Le Festival d’Adrar célèbre l’art militant : Le théâtre comme arme de résistance
Le théâtre s’affirme comme un outil puissant de résistance et de soutien aux causes de libération dans le monde. C’est le message central d’une rencontre intellectuelle organisée dans le cadre du Festival international du théâtre du Sahara, qui se tient du 1er au 7 décembre à Adrar, réunissant artistes, universitaires et chercheurs autour de la dimension politique et militante du quatrième art. La bibliothèque principale de lecture publique d’Adrar a accueilli cette rencontre consacrée au rôle historique du théâtre dans les luttes anticoloniales et les mouvements de libération nationale. Les intervenants, venus de différents horizons, ont démontré comment cet art scénique a accompagné les peuples dans leur quête d’indépendance et de dignité, servant de tribune à l’éveil des consciences et à la préservation des identités menacées. Dr Mohamed Sayed Ahmed, universitaire soudanais, a ouvert les débats avec une communication intitulée « Le théâtre résistant au colonialisme et aux dictatures ». Il a retracé les grandes étapes de l’émergence du théâtre dans les pays arabes, accordant une attention particulière au cas soudanais. Son intervention a mis en lumière la contribution décisive du théâtre dans la lutte contre le colonialisme et son rôle dans l’éveil de l’esprit de libération chez les peuples opprimés, rappelant que la scène théâtrale a souvent précédé les soulèvements populaires en formulant les aspirations collectives. La question palestinienne a occupé une place centrale dans cette rencontre. Ahmed El-Bassiouni, enseignant palestinien à l’Université de Chlef, a analysé les spécificités du théâtre palestinien, né dans des conditions d’occupation et d’exil. Il a souligné la dimension nationale, révolutionnaire et militante de cette production artistique qui résiste aux tentatives de division des rangs du peuple palestinien. Prenant l’exemple de la pièce « Des cris de Ghaza », l’intervenant a illustré comment le théâtre palestinien témoigne des souffrances du peuple tout en maintenant vivante la flamme de la résistance. Ahmed El-Bassiouni a salué l’organisation de cette manifestation culturelle et son hommage à la Palestine, y voyant « une traduction de la ferme conviction de l’Algérie dans son soutien à la cause palestinienne ».

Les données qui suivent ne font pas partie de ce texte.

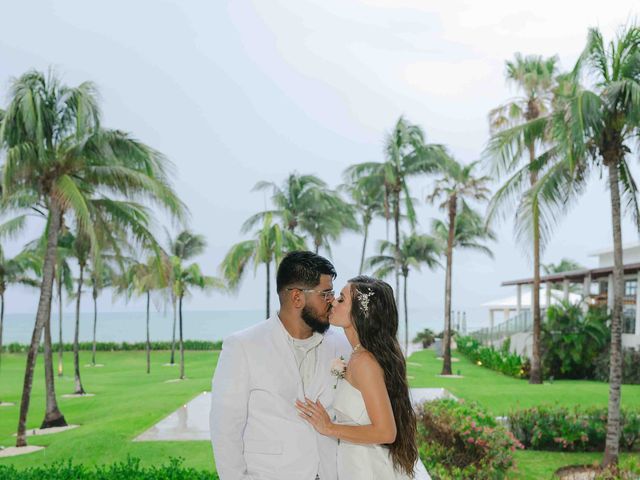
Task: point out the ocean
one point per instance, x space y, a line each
198 325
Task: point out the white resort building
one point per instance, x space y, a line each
514 321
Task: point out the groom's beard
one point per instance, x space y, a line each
314 320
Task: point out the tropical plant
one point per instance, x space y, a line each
186 245
415 250
58 157
594 129
368 197
268 246
143 278
572 340
407 155
463 228
534 76
186 278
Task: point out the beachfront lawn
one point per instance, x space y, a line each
128 402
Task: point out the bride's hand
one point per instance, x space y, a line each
316 415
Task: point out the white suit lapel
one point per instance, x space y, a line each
283 351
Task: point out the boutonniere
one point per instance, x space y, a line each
338 369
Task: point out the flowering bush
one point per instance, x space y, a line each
461 441
563 429
500 360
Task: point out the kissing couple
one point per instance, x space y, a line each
293 399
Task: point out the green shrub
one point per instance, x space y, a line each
572 340
574 430
120 346
500 360
630 366
128 470
461 441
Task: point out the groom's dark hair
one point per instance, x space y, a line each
302 268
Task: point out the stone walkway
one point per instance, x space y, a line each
191 421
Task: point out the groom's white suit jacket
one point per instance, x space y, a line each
256 432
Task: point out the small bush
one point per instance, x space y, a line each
120 346
461 441
574 430
500 360
127 470
630 369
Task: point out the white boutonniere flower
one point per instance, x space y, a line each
338 369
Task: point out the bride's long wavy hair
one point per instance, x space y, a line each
377 327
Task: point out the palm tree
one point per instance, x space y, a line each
407 155
458 184
368 198
595 127
535 77
415 250
185 246
15 271
186 278
57 158
142 278
269 245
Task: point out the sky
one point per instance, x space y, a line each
235 92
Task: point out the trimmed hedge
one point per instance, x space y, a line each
127 470
462 441
121 346
501 360
572 430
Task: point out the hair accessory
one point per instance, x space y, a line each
363 298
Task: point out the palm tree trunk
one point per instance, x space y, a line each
1 323
173 338
364 247
181 344
53 417
446 340
148 340
44 310
396 221
76 338
95 324
612 446
536 357
60 344
268 264
406 319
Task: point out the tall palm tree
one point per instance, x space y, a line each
458 184
57 158
185 246
368 198
187 278
143 278
292 200
268 246
534 76
594 128
415 250
15 271
406 155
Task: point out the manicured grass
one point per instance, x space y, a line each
500 394
127 402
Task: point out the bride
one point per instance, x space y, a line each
374 420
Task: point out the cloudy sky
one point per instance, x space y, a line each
234 92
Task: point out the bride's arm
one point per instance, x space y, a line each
367 376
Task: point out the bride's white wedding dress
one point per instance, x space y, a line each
363 462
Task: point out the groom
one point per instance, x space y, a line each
255 429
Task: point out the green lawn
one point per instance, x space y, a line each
128 401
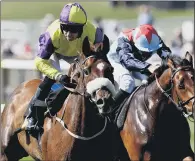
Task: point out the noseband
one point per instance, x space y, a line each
181 104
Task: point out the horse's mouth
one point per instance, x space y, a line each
104 105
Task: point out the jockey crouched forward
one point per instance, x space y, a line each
128 55
63 39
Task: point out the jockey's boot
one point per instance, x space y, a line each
119 97
37 107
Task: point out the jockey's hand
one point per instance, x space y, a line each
152 67
165 54
64 79
98 47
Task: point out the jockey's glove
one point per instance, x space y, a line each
63 79
98 47
66 81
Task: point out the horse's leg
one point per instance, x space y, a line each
133 149
10 147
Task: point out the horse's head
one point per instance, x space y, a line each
182 81
97 75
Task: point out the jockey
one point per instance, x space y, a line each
128 55
63 39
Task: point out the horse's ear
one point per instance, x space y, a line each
106 45
189 58
86 47
170 63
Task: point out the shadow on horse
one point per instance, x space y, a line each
78 132
154 127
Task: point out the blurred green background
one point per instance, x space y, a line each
37 10
23 10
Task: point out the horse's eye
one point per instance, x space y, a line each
181 84
86 71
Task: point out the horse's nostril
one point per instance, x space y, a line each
100 102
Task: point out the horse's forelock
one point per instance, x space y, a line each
178 61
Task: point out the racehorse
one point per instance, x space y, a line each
78 132
172 88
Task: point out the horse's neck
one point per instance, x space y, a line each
154 95
84 119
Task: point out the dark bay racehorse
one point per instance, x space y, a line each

Du côté algérien, Dr Achour Serga de l’Université de Ghardaïa a enrichi le débat en mettant en exergue le rôle du théâtre dans la confrontation au colonialisme et la préservation de l’identité nationale sous ses dimensions psychologiques, sociales et anthropologiques. L’universitaire a insisté sur l’importance de porter à la scène des œuvres puisant dans la mémoire nationale algérienne, citant notamment les explosions nucléaires françaises à Reggane dans la wilaya d’Adrar, un traumatisme historique qui mérite d’être traité théâtralement pour ne pas sombrer dans l’oubli. Il a également souligné la nécessité d’accompagner le développement des nouvelles technologies dans le domaine théâtral, afin que cet art ancestral reste en phase avec son époque.

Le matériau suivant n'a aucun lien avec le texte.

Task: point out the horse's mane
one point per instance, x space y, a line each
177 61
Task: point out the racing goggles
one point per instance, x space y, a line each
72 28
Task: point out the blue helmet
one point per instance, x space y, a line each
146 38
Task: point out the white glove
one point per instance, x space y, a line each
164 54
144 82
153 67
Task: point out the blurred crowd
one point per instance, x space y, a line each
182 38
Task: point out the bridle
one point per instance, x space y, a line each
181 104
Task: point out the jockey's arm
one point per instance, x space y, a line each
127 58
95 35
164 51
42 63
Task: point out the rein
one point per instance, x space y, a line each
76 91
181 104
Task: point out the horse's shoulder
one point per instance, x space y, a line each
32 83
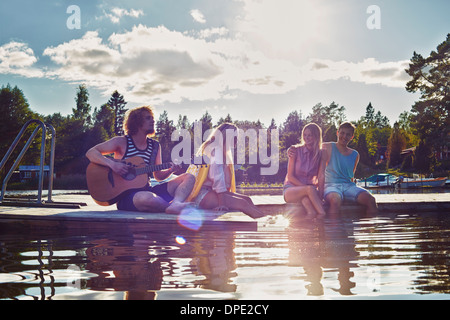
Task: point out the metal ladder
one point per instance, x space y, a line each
18 202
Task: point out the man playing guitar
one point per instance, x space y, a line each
167 197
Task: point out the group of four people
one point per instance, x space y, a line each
316 171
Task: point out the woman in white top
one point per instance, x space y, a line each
215 192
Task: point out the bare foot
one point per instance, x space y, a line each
254 212
176 207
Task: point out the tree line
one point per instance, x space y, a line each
380 145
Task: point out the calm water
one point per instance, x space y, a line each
389 256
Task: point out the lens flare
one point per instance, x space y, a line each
180 240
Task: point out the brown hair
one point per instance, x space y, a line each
134 119
347 125
316 131
222 129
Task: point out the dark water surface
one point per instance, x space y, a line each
388 256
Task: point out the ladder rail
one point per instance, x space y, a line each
39 203
11 149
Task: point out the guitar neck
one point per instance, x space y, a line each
153 168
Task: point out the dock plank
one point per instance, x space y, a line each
270 205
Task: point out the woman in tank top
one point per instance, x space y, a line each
300 185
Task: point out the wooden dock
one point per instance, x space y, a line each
91 215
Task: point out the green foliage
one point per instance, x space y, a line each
430 115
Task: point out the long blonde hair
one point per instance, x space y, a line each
212 136
317 134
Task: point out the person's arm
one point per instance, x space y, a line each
163 174
291 169
96 155
217 176
354 168
321 174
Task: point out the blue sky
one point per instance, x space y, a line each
250 58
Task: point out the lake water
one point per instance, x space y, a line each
389 256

L’artiste Mohamed Cherchal a apporté un témoignage précieux sur l’expérience algérienne récente, rappelant le rôle crucial du théâtre algérien dans la promotion de la conscience nationale et la lutte contre toutes les formes de violence et d’extrémisme durant la Décennie noire des années 1990. Il a évoqué des performances marquantes telles que « Bit Ennar » et « Melodia », qui ont accompagné la société algérienne dans sa traversée d’une des périodes les plus sombres de son histoire contemporaine. Pour Cherchal, le théâtre demeure un mode de résistance continu face aux aspects négatifs de la vie quotidienne, une affirmation qui élargit le concept de résistance au-delà de la seule dimension politique pour englober les combats sociaux et culturels.

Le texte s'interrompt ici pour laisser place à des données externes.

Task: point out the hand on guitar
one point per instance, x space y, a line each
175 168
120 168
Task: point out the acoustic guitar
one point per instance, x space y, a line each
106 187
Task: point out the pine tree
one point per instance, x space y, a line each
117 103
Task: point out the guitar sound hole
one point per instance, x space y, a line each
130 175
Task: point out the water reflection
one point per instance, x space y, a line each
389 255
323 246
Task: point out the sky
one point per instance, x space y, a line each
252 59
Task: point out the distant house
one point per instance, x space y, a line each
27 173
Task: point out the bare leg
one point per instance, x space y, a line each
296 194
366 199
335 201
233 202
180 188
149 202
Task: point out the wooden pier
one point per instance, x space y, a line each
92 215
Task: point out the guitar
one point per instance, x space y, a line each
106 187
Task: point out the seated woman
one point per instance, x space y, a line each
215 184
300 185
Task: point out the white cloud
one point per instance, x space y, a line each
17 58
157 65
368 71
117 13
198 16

Cette rencontre s’inscrit dans le programme riche du Festival international du théâtre du Sahara, qui se poursuit par une série de représentations théâtrales et de rencontres à travers différents espaces culturels de la wilaya d’Adrar. L’événement confirme la vitalité du théâtre maghrébin et arabe, qui continue de jouer son rôle de miroir critique des sociétés et de vecteur des aspirations populaires, tout en rendant hommage aux luttes de libération passées et présentes.
M.S.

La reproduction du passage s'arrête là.